BBC NEWS | Magazine | Going without This is an article in the BBC online magazine about Thirst For Life, a project from Share Jesus International that is challenging people in the UK to give up alcohol for Lent. Their spokeswoman Emma Morrice says that we don’t need to work so much for things in a consumer society so so we push ourselves to feel more – including alcohol. We also don’t examine things in detail, she claims, thus missing the damage caused by alcohol in our society. (Not sure the latter comment is entirely fair.)

The article asks a psychologist and a philosopher about the merits of giving up something. The psychologist says it is about showing we can exercise some control over our lives. The philosopher thinks it is about clearing our conscience and demonstrating that we we can be virtuous.

In Christian terms the psychologist sounds closer to the Gospel than the philosopher. Self-control is a fruit of the Spirit. But to prove we are virtuous sounds like what Jesus condemns in the Sermon on the Mount about making a show of our piety (including fasting).

Both contributors, however, miss the Christian notion that this bodily self-discipline is about making sure that Christ and not our appetities is Lord.
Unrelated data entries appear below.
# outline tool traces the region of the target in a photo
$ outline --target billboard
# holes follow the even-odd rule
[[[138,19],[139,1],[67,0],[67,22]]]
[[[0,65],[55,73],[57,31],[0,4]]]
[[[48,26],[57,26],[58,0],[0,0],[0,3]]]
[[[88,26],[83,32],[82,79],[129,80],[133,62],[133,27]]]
It is about the devotion of love that will give up something because the Beloved is more important.

Most disturbing, however, is to read the list of comments. So many non-Christians are effectively telling Christians to shut up. Many of the comments read as if Christians are not allowed to campaign for anything. There is real vitriol and hatred of us. Part of that may well be about the reputation we have earned in the past, but it’s also highly worrying that we can’t speak up without being condemned.